I'm sure Comfort has watched a murder mystery on television or read one in a book, and even if he hasn't the basic formula mirrors that of real murder investigations.  A detective is assigned to solve a murder.  Based on his preliminary investigations, he may suspect, say, the butler.  After further gathering evidence, he learns that the butler has an airtight alibi, so he continues to hunt for evidence.  Then he may suspect the murderer was the victim's neighbor.  After more evidence is gathered, the detective may finally be convinced that the suspect was a jealous lover.  When he's gathered enough evidence, arrests are made, a trial is set, and the suspect is tried before a jury.  It's the same formula, played out countless times, in fiction and in real life, and it works.

I wonder if Comfort, watching an episode of a murder mystery show at home, turns off the television midway through the episode.  I wonder, if having watched the detective announce, "Well the murderer couldn't have been this person because he was out of town on the day of the murder, so I'll continue to search for more evidence," if Comfort would throw his hands up in disgust and say to himself, "Why bother paying attention to what the detective is doing--his answer keeps changing!"

I'll bet cash money that Comfort doesn't feel that way.  I'll bet that Comfort understands all too well that in a criminal investigation, the conclusion may change based upon the new evidence uncovered.  So why does he not understand that the same principle is at work during a scientific investigation?  The process is identical--something happened in the past, be it a murder or the formation of a planet.  The investigator, either a detective or a scientist, searches for clues and evidence to how the event came about.  Initial suspicions may have to be thrown out or modified as more evidence is uncovered.  Finally the investigator announces, to a district attorney or to the scientific community, what he believes to be the final solution to the mystery, and he presents his evidence, and even then the answer may change if new evidence is brought to light.

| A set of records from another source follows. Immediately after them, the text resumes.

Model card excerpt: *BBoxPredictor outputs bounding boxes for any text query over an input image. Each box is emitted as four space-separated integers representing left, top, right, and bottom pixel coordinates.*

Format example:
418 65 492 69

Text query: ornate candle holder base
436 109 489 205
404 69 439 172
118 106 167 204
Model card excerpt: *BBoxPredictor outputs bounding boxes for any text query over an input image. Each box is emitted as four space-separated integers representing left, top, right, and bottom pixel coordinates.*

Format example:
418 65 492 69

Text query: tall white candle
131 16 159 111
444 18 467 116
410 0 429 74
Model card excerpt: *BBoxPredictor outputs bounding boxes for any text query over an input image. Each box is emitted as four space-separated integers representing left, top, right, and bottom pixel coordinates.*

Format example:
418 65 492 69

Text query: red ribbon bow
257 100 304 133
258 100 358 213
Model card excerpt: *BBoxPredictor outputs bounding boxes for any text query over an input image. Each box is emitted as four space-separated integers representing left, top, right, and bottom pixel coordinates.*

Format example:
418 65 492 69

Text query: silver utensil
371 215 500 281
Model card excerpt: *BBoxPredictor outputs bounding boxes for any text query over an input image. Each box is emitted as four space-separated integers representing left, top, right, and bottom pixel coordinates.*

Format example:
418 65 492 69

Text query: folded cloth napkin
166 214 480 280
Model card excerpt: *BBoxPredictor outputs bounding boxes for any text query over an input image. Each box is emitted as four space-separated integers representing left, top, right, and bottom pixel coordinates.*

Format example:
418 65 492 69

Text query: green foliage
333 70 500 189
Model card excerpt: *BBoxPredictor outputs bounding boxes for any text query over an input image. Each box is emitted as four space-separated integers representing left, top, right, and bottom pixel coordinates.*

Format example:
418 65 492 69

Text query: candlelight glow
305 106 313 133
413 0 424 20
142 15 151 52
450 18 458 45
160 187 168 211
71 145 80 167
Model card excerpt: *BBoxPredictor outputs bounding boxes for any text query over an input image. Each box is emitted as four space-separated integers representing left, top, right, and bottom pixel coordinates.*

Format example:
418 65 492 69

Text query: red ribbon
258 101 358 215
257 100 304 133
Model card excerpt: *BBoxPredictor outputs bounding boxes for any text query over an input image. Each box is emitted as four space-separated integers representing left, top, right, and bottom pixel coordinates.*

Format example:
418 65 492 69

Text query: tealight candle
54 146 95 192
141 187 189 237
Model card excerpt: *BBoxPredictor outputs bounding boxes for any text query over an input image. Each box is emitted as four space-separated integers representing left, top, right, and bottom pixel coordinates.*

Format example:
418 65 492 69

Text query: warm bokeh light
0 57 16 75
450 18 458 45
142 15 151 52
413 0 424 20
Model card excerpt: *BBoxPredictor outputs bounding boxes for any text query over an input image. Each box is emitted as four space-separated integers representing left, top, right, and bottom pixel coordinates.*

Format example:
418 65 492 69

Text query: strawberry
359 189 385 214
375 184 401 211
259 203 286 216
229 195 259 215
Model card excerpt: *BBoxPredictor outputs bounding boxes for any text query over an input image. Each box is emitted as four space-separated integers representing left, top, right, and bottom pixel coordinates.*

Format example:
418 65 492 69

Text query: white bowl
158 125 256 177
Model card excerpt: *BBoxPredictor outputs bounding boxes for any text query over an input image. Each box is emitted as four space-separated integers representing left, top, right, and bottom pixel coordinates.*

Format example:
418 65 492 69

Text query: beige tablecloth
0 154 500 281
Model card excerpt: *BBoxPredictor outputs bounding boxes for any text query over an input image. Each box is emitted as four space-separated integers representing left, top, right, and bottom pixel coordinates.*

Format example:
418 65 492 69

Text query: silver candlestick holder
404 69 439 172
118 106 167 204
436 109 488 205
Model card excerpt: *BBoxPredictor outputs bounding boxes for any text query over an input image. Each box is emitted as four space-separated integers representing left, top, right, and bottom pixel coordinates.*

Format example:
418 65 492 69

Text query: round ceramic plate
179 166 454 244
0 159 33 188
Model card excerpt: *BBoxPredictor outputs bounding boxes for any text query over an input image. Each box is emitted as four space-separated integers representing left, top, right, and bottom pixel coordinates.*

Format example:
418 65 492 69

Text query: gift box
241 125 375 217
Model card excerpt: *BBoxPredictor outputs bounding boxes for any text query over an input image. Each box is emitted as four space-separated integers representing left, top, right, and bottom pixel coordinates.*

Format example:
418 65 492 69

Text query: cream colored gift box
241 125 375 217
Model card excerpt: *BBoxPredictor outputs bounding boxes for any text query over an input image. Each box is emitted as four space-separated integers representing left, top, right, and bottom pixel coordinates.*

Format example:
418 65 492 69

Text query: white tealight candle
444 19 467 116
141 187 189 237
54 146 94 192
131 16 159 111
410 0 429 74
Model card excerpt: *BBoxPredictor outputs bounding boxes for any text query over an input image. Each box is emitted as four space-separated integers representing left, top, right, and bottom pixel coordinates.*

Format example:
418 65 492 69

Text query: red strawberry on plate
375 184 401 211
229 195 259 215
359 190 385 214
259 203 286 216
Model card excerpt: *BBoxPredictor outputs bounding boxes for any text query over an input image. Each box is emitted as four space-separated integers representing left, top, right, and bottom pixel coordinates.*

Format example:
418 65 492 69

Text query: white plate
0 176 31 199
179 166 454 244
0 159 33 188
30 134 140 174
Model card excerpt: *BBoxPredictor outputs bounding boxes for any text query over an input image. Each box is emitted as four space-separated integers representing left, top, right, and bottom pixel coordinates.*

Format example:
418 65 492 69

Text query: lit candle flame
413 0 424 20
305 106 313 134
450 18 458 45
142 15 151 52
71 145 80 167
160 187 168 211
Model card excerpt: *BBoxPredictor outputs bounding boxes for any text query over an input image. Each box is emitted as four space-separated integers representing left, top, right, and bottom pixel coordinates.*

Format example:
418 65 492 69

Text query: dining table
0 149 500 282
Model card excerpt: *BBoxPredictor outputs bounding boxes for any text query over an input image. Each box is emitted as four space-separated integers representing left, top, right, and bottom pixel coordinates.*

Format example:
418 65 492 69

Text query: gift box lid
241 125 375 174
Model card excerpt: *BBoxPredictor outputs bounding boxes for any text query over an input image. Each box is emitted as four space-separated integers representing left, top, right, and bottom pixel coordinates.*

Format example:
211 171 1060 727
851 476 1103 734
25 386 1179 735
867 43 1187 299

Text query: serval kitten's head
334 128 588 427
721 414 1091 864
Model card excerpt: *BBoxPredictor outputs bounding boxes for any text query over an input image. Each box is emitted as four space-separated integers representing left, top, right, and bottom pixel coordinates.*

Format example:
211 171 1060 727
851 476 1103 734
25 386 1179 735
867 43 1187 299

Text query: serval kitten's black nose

I'll also wager that Comfort understands all this.  He doesn't dismiss the initial findings of criminal investigations because he understands perfectly that additional evidence can change the conclusion.  But he does dismiss the findings of scientific investigations--not because the answer may change as new evidence is uncovered--but because the findings contradict what he has decided the answers should be.  He has decided ahead of time that he wants the formation of the universe, our planet, and life to mirror what the Book of Genesis laid out long ago.  If science agrees with Genesis, then he's fine with that.  If not, then he waves his hand and declares the scientific method as invalid.  This double-standard held by Comfort is either blatantly dishonest or an example of self-delusion.